Collectively, the number of nonzero eigenvalues and their relative sizes tells us how much the data features tend to vary among the different eigenvector directions. In particular, if a lot of eigenvalues are zero, or close to zero, we should expect the data to be low-dimensional!

**Question:** Suppose that $\lambda_1 = \lambda_2 = \dots = \lambda_N$. What does $\rho$ equal in this case? Now, suppose that $\lambda_1 \neq 0$ but that $\lambda_2 = \lambda_3 = \dots = \lambda_N = 0$; what is $\rho$ in this case? What if $\lambda_1 = \lambda_2 \neq 0$ and all other eigenvalues are zero?

Do you see how a lower participation ratio $\rho$ indicates lower data dimensionality?

## Now, compute the participation ratio of the data covariance matrix!

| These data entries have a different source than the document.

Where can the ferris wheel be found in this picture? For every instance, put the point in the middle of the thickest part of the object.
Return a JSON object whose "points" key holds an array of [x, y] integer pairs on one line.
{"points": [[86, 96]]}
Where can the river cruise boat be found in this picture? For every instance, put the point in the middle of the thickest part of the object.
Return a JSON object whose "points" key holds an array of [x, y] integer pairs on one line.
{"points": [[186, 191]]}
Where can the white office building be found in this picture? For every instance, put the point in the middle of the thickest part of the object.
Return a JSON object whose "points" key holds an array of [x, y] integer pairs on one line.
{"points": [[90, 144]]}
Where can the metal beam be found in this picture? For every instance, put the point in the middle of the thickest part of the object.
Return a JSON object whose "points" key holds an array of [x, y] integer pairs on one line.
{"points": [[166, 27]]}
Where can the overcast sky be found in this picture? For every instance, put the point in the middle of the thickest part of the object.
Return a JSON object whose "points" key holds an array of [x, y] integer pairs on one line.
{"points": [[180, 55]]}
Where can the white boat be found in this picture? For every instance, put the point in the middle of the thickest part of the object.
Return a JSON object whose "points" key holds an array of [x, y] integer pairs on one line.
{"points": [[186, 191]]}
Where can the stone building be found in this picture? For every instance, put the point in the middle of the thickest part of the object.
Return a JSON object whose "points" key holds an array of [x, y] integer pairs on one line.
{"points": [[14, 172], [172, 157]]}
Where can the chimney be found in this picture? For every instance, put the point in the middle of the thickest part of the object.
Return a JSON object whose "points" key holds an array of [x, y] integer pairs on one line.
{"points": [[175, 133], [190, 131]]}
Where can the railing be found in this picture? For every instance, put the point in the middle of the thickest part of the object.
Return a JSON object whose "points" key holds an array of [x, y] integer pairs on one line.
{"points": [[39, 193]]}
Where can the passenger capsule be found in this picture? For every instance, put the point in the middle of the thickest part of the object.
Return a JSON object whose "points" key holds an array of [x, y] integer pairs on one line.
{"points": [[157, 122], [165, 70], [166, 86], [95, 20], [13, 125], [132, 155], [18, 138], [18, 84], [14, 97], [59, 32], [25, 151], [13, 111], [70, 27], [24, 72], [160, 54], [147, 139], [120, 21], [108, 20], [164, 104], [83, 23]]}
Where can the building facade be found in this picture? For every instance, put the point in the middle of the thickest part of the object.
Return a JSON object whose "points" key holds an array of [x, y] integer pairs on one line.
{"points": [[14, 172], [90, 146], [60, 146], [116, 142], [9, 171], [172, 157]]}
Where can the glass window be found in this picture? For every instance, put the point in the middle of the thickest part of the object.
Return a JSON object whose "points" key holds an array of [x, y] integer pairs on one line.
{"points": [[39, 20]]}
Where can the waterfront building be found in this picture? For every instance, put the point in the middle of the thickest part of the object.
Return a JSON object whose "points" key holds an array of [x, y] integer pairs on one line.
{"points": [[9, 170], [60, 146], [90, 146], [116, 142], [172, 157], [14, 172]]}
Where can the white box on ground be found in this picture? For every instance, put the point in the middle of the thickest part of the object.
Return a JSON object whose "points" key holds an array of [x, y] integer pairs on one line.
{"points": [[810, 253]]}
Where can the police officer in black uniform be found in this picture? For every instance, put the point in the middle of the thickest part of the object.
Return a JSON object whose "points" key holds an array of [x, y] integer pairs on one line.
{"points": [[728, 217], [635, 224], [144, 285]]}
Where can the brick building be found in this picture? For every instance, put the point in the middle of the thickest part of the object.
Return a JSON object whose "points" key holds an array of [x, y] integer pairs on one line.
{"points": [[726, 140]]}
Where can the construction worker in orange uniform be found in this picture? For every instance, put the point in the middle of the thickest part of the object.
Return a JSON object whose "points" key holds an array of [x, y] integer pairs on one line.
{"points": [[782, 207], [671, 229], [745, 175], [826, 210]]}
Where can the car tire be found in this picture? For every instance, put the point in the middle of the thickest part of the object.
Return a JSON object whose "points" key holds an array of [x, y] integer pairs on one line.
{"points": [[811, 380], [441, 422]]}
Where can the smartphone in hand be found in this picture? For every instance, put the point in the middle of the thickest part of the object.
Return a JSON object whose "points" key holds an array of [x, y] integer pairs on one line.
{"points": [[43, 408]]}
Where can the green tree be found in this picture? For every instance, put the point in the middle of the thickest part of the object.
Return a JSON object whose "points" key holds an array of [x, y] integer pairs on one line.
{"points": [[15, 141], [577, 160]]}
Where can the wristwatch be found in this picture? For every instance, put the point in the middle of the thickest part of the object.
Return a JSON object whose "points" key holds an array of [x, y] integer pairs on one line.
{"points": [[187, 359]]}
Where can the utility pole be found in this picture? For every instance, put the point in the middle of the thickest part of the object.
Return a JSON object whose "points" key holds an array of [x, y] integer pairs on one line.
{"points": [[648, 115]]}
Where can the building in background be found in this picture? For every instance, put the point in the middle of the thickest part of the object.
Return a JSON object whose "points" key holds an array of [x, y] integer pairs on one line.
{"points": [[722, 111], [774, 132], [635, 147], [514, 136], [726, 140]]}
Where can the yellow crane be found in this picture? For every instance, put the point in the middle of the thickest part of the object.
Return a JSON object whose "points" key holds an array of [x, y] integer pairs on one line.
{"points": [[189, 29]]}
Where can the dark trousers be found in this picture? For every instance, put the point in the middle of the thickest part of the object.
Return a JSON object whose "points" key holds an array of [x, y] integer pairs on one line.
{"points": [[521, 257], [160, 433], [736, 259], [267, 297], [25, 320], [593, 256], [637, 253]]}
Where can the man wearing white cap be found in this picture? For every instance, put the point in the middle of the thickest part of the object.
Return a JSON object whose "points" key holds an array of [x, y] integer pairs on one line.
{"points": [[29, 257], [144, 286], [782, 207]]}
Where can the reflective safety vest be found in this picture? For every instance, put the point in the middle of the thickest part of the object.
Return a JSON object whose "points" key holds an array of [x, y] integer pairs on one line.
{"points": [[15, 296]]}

Is it large or small relative to the total dimensionality $N$? Does this indicate we should try using PCA?

In [6]:
## ADD CODE HERE
# Hint: np.trace() is the numpy function that calculates the trace of a square matrix!

# C = ...

# rho = ...

# print results
print(f'The participation ratio is {rho}, and the total data dimensionality is {X.shape[1]}.')

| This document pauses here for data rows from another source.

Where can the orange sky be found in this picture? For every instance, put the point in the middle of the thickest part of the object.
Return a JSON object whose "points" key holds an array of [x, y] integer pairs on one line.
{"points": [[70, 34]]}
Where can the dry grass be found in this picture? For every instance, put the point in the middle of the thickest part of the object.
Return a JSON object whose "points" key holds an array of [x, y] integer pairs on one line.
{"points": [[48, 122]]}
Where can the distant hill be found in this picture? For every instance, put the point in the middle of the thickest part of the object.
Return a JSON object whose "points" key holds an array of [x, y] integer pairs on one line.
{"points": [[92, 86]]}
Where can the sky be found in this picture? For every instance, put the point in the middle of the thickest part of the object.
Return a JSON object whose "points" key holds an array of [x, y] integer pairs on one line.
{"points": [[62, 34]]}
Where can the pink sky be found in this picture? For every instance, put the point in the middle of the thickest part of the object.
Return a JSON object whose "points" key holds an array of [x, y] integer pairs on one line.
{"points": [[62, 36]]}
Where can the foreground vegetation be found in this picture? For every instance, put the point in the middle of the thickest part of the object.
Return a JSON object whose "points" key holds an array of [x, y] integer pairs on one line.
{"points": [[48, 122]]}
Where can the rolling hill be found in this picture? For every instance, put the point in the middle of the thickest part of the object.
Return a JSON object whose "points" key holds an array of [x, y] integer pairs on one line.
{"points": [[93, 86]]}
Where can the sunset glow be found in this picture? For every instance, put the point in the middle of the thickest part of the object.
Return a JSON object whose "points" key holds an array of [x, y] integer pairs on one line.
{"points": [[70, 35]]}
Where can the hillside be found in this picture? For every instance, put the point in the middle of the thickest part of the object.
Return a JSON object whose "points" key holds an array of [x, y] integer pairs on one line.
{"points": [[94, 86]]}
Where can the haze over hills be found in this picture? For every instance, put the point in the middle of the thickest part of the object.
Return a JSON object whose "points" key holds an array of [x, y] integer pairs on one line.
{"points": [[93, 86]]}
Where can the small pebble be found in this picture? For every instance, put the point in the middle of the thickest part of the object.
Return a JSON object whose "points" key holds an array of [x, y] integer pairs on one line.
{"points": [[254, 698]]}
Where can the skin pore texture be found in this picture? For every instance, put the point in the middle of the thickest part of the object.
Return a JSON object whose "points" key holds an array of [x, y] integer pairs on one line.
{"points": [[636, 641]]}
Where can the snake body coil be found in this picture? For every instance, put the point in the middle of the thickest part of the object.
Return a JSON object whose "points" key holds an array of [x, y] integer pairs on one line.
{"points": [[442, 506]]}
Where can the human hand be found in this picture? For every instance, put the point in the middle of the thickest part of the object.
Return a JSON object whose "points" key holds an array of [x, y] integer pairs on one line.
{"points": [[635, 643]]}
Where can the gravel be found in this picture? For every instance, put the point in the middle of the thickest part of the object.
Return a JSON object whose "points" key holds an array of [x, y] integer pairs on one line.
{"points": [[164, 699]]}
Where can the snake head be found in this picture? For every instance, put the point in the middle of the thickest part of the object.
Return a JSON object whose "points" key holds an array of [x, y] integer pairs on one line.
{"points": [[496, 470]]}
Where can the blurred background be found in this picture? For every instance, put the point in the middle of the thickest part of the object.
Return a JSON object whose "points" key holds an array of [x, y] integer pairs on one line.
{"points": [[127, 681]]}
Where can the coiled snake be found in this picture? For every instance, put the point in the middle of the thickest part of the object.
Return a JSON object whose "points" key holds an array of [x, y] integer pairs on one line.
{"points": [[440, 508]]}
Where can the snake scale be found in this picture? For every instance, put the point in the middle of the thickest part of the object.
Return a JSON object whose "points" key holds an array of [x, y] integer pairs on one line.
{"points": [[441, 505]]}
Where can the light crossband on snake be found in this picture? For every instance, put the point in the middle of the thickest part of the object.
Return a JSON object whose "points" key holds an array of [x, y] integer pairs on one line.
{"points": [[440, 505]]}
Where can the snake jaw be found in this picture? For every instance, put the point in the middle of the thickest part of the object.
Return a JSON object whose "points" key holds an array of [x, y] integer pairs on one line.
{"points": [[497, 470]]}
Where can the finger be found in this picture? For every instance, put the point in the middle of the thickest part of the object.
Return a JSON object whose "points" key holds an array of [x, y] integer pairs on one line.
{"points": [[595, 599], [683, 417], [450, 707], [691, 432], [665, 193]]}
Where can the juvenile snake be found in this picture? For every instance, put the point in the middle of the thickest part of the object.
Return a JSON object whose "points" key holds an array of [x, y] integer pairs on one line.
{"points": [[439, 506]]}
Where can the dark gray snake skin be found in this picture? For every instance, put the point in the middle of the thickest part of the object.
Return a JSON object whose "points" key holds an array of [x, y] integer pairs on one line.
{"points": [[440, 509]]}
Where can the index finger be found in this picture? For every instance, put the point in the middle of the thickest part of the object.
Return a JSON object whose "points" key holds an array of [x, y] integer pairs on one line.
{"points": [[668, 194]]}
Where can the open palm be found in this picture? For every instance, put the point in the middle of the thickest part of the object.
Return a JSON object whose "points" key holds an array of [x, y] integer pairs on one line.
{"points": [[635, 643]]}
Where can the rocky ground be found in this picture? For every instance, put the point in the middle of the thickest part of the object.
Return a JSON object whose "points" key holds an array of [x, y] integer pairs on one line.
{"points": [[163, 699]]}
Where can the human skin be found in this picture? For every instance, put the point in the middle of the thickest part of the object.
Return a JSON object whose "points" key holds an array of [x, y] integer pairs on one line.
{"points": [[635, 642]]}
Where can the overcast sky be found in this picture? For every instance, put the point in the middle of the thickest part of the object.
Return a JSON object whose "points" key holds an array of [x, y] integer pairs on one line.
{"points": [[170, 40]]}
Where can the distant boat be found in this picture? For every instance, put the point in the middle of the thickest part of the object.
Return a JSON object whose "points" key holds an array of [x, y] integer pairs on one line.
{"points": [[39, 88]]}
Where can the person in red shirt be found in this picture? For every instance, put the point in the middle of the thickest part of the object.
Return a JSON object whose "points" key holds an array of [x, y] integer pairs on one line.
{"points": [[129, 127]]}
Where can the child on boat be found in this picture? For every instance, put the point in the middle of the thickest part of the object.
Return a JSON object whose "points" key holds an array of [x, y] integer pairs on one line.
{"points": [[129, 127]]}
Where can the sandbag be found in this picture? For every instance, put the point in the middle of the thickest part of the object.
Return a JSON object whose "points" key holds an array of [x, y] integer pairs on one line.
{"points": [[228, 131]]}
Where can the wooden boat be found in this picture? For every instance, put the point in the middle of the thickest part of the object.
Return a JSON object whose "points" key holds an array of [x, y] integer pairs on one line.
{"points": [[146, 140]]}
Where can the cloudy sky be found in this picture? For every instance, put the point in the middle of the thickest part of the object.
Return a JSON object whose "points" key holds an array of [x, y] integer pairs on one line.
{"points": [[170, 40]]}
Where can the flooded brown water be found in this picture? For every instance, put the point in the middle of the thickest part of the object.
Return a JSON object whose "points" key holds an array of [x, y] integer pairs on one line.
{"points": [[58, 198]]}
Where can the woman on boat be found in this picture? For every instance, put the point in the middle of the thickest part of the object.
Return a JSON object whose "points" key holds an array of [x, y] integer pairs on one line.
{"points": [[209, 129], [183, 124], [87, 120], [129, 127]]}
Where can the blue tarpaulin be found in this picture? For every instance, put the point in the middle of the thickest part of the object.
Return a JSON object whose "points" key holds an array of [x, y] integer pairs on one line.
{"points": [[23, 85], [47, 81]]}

## Now, compute the covariance matrix of the data, and compute its SVD / eigendecomposition!

In [7]:
## ADD CODE HERE
# Hint: there's lots of functions for computing the eigendecomposition and/or SVD.
# There's np.linalg.eigh() (among others), and also some analogous scipy functions.

# C = ...

# U = ...

# top_eigvals = ...

print(U.shape)
print(top_eigvals)


## Finally, take the top two eigenvectors and project the data onto their span!

In [1]:
# ADD CODE HERE

# X_proj = ...  (the shape should be num_data x 2)

print(X_proj.shape)

# plot first two PC's of the data, along with
# the two ground truth direction vectors

v1_proj = U.T @ v1
v2_proj = U.T @ v2

plt.figure(figsize=(10, 10))
plt.plot(X_proj[:, 0], X_proj[:, 1], 'o', zorder=1)

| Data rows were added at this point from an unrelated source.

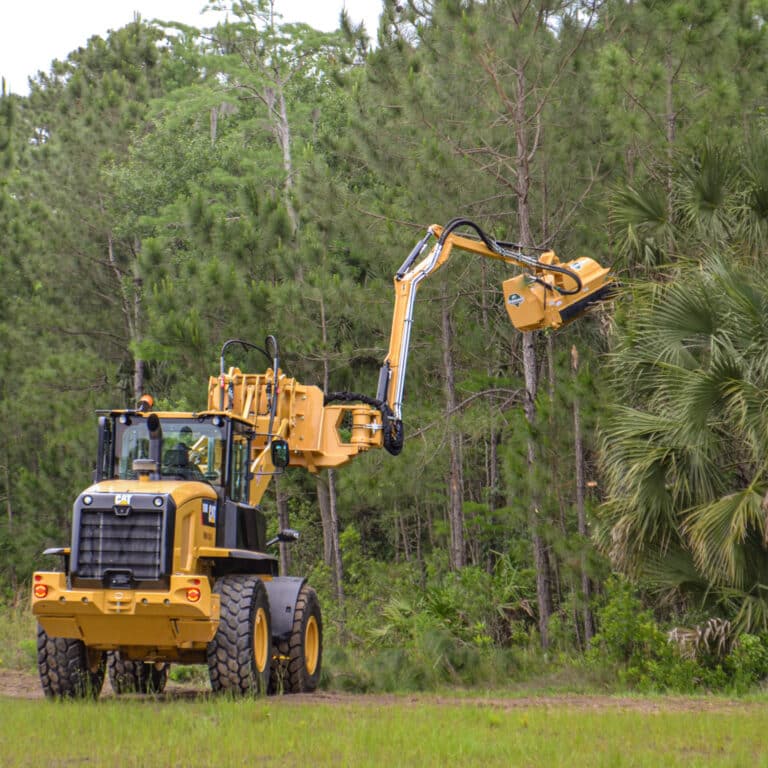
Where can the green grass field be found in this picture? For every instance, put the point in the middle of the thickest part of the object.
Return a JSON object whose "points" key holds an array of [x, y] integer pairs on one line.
{"points": [[377, 731]]}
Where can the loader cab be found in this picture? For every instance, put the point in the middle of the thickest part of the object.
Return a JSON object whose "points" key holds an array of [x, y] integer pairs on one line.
{"points": [[213, 449]]}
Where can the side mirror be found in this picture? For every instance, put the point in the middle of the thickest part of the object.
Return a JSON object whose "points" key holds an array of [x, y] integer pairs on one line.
{"points": [[286, 536], [281, 454]]}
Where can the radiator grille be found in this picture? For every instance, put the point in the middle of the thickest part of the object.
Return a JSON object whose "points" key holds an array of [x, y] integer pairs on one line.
{"points": [[126, 542]]}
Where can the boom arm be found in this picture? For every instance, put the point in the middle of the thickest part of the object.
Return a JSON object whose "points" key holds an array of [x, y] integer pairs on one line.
{"points": [[547, 296], [321, 433]]}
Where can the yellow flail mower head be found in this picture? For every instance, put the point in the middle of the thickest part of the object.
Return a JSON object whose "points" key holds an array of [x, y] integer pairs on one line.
{"points": [[555, 294]]}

plt.quiver(0, 0, v1_proj[0], v1_proj[1],
           angles='xy', scale_units='xy', scale=1,
           color='r', width=0.005, headwidth=5, headlength=7, zorder=3)

plt.quiver(0, 0, v2_proj[0], v2_proj[1],
           angles='xy', scale_units='xy', scale=1,
           color='darkgreen', width=0.005, headwidth=5, headlength=7, zorder=3)

plt.gca().set_aspect('equal')
plt.xlabel('PC1', fontsize=16)
plt.ylabel('PC2', fontsize=16)
plt.show()

## How much of the variance did we explain with two PC's?



Recall that, intuitively, the sizes of the eigenvalues of the covariance matrix $C = \frac1n X^T X$ (where $n$ is the number of data) tell us to what extent the data varies along the different eigenvector directions. By using more principal components, we capture more and more of the variance along different eigen-directions.

To calculate what proportion of the variance in the data is accounted for with $k \leq N$ principal components, we arrange the eigenvalues in decreasing order as $\lambda_1, \lambda_2, \dots, \lambda_N$ and then compute the quantity $\frac{\sum_{i=1}^k \lambda_i}{\sum_{i=1}^N \lambda_i}$. Let us now compute the proportion of the variance explained in our present case:

In [2]:
# ADD CODE HERE

# top_2_eigvals = ...

# total_eigval_sum = ...

# prop_var_explained = ...

print(f'Proportion of total variance in data explained with 2 PCs: {prop_var_explained}.')


**Conceptual Question: ** Where is the remaining variance coming from? Is it important to capture this remaining variance?

## Congratulations, you are now a PCA wizard! Feel free to tinker around with any part of this exericse (e.g. the underlying data, the noise level, the number of PCs used, etc.) and see how the results change!